Next Monday, October 15th in the state capital, Des Moines, there will be another of a series of planned CHAIN/Sero Project community forums highlighting these efforts. All Iowa legislators within a 30 mile radius of Des Moines have been invited and Iowa Senator Matt McCoy (Democrat), who earlier this year introduced a bill to repeal and modernise the law, will be in attendance. Although the bill didn’t make it out of subcommittee, he plans to reintroduce another in the legislative session that begins in January.
HIV is not a crime: Monday 15 Oct, 6:30pm at the First Unitarian Church of Des Moines,1800 Bell Ave, Des Moines, Iowa. |
Globegazzette.com covered the last community forum, held in Mason City in September, in their story, ‘Groups call for revising HIV disclosure statute.’
The state of Iowa currently has one of the strictest HIV laws in the nation, making the lack of disclosure a Class B felony, punishable by up to 25 years in prison and a lifetime of sex offender status.
The statute makes no exception for lack of transmission of the HIV virus, nor does it take into account the fact that a person infected with HIV is taking the prescribed medication and has very little or no chance of passing it on.
Gay rights groups and others, including the Iowa Department of Public Health, are calling for modernization of the 1998 statute to focus penalties only on intentional or documented transmission of the HIV virus.
They say Iowa’s law is having the unintended effect of discouraging individuals from undergoing HIV testing and from obtaining access to medications that could save their lives and the lives of everyone with whom they may have intimate contact.
Iowa, which has a relatively low HIV incidence rate, ranks second in the nation in prosecutions for nondisclosure.
Pictured Left to Right: Iowa State Representative Sharon Steckman and State Senator Amanda Ragan, CHAIN community organizer and Sero Advisory Board Member, Tami Haught leading Iowa’s campaign to modernize the HIV criminalization law and Sero Advisory Board Member and Activist, Nick Rhoades at a community forum in Mason City on Iowa’s HIV Criminalization Law on Monday, September 10, 2012. (Picture courtesy of The Sero Project) |
Reproduced below is the press release from CHAIN (Community HIV/Hepatitis Advocates of Iowa Network) announcing the Iowa HIV Community Planning Group vote and providing background to their advocacy.

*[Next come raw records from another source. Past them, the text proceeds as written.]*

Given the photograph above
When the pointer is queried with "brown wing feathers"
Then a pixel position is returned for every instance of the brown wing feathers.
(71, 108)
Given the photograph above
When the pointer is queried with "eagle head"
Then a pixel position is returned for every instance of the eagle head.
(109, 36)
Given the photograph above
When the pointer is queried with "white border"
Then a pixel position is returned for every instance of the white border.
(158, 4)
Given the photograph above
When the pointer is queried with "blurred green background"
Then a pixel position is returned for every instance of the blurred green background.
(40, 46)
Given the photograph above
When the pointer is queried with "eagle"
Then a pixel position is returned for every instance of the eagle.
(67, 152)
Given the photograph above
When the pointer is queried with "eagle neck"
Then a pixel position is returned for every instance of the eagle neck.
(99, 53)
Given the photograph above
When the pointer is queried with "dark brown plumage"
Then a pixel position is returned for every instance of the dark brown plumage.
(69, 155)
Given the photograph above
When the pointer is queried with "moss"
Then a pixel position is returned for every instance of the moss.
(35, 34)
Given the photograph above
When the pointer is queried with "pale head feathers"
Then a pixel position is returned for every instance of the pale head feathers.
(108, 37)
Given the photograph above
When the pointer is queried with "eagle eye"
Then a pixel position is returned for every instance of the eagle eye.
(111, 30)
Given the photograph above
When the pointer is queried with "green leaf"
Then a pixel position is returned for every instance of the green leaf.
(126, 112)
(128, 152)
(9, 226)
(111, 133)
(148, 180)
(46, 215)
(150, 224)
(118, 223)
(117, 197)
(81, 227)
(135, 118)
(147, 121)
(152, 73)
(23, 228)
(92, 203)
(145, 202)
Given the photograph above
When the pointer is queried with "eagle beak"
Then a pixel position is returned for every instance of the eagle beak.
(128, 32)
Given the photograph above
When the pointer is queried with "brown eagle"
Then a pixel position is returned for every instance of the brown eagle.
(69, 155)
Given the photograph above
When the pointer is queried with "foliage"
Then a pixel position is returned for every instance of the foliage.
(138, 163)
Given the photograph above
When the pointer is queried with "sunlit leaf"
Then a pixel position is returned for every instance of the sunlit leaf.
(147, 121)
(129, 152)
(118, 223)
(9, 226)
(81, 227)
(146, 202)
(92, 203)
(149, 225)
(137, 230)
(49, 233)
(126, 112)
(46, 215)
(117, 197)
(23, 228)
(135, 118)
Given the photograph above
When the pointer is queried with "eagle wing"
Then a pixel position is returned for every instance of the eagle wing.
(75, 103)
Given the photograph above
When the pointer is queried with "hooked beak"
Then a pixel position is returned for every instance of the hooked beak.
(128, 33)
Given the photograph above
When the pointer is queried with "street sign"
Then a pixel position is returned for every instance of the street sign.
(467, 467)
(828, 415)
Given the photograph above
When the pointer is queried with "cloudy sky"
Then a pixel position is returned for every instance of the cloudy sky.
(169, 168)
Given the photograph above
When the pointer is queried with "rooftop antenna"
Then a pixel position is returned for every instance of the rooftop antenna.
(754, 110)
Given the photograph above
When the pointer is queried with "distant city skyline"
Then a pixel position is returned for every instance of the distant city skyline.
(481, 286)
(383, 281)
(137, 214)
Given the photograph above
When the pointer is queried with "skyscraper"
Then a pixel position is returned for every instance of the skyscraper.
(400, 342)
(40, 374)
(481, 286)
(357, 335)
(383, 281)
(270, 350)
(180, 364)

HIV Community Planning Group Supports Repeal of Iowa HIV Criminlization Statute
Des Moines, September 25, 2012
In an historic move, the Iowa HIV Community Planning Group has voted to support advocacy efforts to have HIV treated like other similar conditions and threats to public health. To accomplish this, they have called for the repeal of Iowa’s HIV criminalization statute.
Iowa, like most states, has a law that prohibits intentional transmission of communicable diseases. This statute, Iowa Code 139A.20 is part of public health code. HIV, however, is covered by a separate criminal code, Iowa Code 709C, which makes exposing someone to HIV without their consent a felony punishable by up to 25 years in prison. Repeal of 709C would allow HIV to be covered by the same public health code that governs other infectious diseases.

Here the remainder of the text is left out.